# Coonverting 5.56 to .223



## macker13 (Nov 7, 2006)

I'm planning to build an AR an have been doing a bunch of research. I'm not trying to start yet another .223 vs 5.56 debate. Rather, I had a thought that I wanted to throw out for your discussion.

I know that you can shoot .223 in a 5.56, but not the reverse due to the bullet of the 5.56 being jammed against the lands since this causes a dangerous pressure spike. As I've gone throught this, I had a question. Has any one convereted 5.56 loaded rounds to .223 by simply running the 5.56 ammo through a seating die and seating the bullet to .223 specs?

Before anyone starts the flames, I'm planning to load the majority of my own, so this is not really an issue for me, just a case of curiosity.


----------



## farmerj (Jun 19, 2004)

look at putting a wylde chamber into it then.


----------



## Stella1 (Jun 20, 2011)

223 Remington vs. 5.56x45--Chambering and Throat Considerations
Is the .223 Remington the same as the 5.56x45? The answer is yes and no. There ARE differences between the .223 Remington as shot in civilian rifles and the 5.56x45 in military use. While the external cartridge dimensions are essentially the same, the .223 Remington is built to SAAMI specs, rated to 50,000 CUP max pressure, and normally has a shorter throat. The 5.56x45 is built to NATO specs, rated to 60,000 CUP max pressure, and has a longer throat, optimized to shoot long bullets. That said, there are various .223 Remington match chambers, including the Wylde chamber, that feature longer throats. Military 5.56x45 brass often, but not always, has thicker internal construction, and slightly less capacity than commercial .223 Rem brass.

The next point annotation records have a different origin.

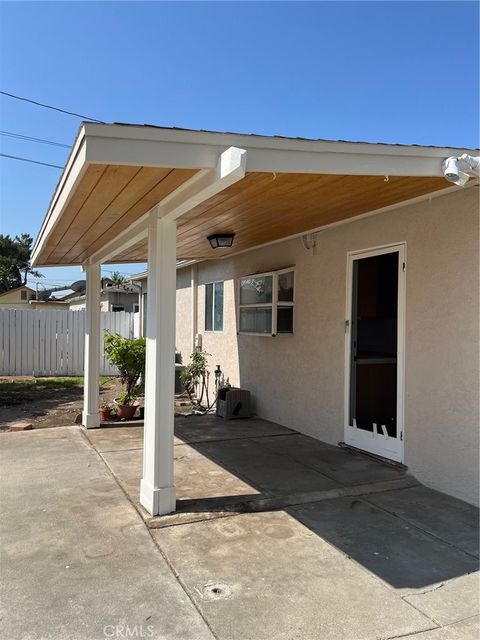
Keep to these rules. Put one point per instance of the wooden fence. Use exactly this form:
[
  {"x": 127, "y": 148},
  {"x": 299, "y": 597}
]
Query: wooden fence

Since you be building your AR the best course to take is to get a barrel that is chambered for 5.56 unless you will be getting into to service rifle competitions heavily then maybe the wylde chamber would be something to look into. If you are building this for basic range shooting and what not then a chambering for 5.56 will be fine. That is what I did when I built mine so I don't have to worry about ammo issues.


----------



## People (Jan 17, 2005)

That is not a good idea. The gov standard is about 60,000psi from a standard 5.56 chamber. Individual rounds are allowed to measure 70,000psi. Just jamming the bullets back will not solve the problem of excessive pressure. It may cause more problems as most gov ammo is crimped pretty well.

If you want to shoot Gov type ammo then you will need a different chamber.

Chuck Norris has never won an Academy Award for acting... because he's not acting.


----------